I got an email from a PR firm this week with the subject line: “The Epidemic of Extreme Parenting: How to Self-Assess.” I would say it was an interesting coincidence that it appeared just before the launch of this column, but it isn’t really.

When I became a dad early in 2017, I saw immediately how pressure comes from all sides to be the “perfect parent.” This has been true for me, but it seems even more so for the moms I know — my wife and the people we’ve met through new parents’ groups. And the ones who pressure us most of all can often be ourselves. Is it any wonder people are writing that we are parenting to the extreme?

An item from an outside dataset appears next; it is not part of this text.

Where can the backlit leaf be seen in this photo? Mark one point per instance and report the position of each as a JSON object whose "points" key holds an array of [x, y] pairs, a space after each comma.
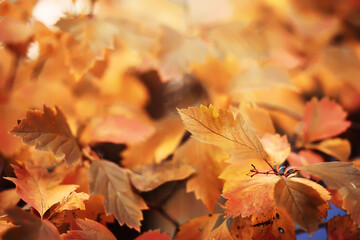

This column, which will be written by multiple authors, seeks to celebrate that we are not perfect people, so why should we expect to be perfect parents? We are muddling through the difficult process of raising children. Some challenges have always been there — like the tantrum-filled days of toddlerdom — and some are new — like being inundated with articles in your social media feeds telling you that your parenting is too extreme.

One article that has made the rounds recently has gotten me thinking about anger management. Earlier this month, NPR did a story on how the Inuit people who live in the far north control their anger. Living in such a harsh climate, the piece said, Inuit people have adapted to view anger as an unproductive obstacle to getting tasks done that are often important for survival.

In other words, they don’t let their anger control them. And they teach this early on to their children.

In a section called “No Scolding, No Timeouts,” the reporter describes how in Inuit culture, it is viewed as inappropriate to speak to small children in an angry voice. As one interview subject explains, “Shouting, ‘Think about what you just did. Go to your room!’ I disagree with that. That’s not how we teach our children. Instead you are just teaching children to run away.”

Anger begets more anger, so what do they do instead? Tell stories — often scary stories.

Inuit parents teach their children not to play too close to the ocean by telling them that a sea monster will come out and put the child in its pouch. There is a story that if a child takes food without asking, long fingers will come and grab them.

Aren’t these scary stories going to give these kids a complex? Actually, the NPR story’s author continues, children are wired to listen to and learn from such stories, and have been doing so for tens of thousands of years across many cultures.

What has happened is that our own culture has outsourced much of its storytelling to screens, and in a way has lost a powerful tool for discipline, and for fun.

Despite making a living writing stories based on facts and interviews, I’m not much good at making up stories on the spot from my imagination. But I decided to give it a try in a situation that had recently become a challenge for us.

Wikimedia Commons image

At night, we put our 2-year-old son in a “sleep sack,” basically a fancy cloth bag with holes for his arms and head. This is both to keep him warm at night without needing to use a blanket, but also because he’s getting to the age where if his legs were free, he would likely figure out he could climb right out of his crib. It’s working well at night, but he doesn’t want to take it off when he gets up in the morning. It was starting to wear on us to deal with his screaming as the first thing out of bed.

I told him that — didn’t he know — there was a kid one time who decided not to take their sleep sack off for days on end. It eventually became so smelly that a large bird thought it was food, and swooped down and carried the child off.

The story was long and clumsy, ending with the kid getting swallowed, but then saved at the last second when they decided to take the sleep sack off in the bird’s stomach.

What amazed me, apart from how bad the story was, was that he listened to it and, while he was distracted, I managed to take his sleep sack off. The next day, as he was fussing about having to take the sleep sack off again, I asked him, didn’t he remember the story about the kid who didn’t take the sleep sack off and the giant bird?

“Yeah!” he said, and then let me take it off without complaint.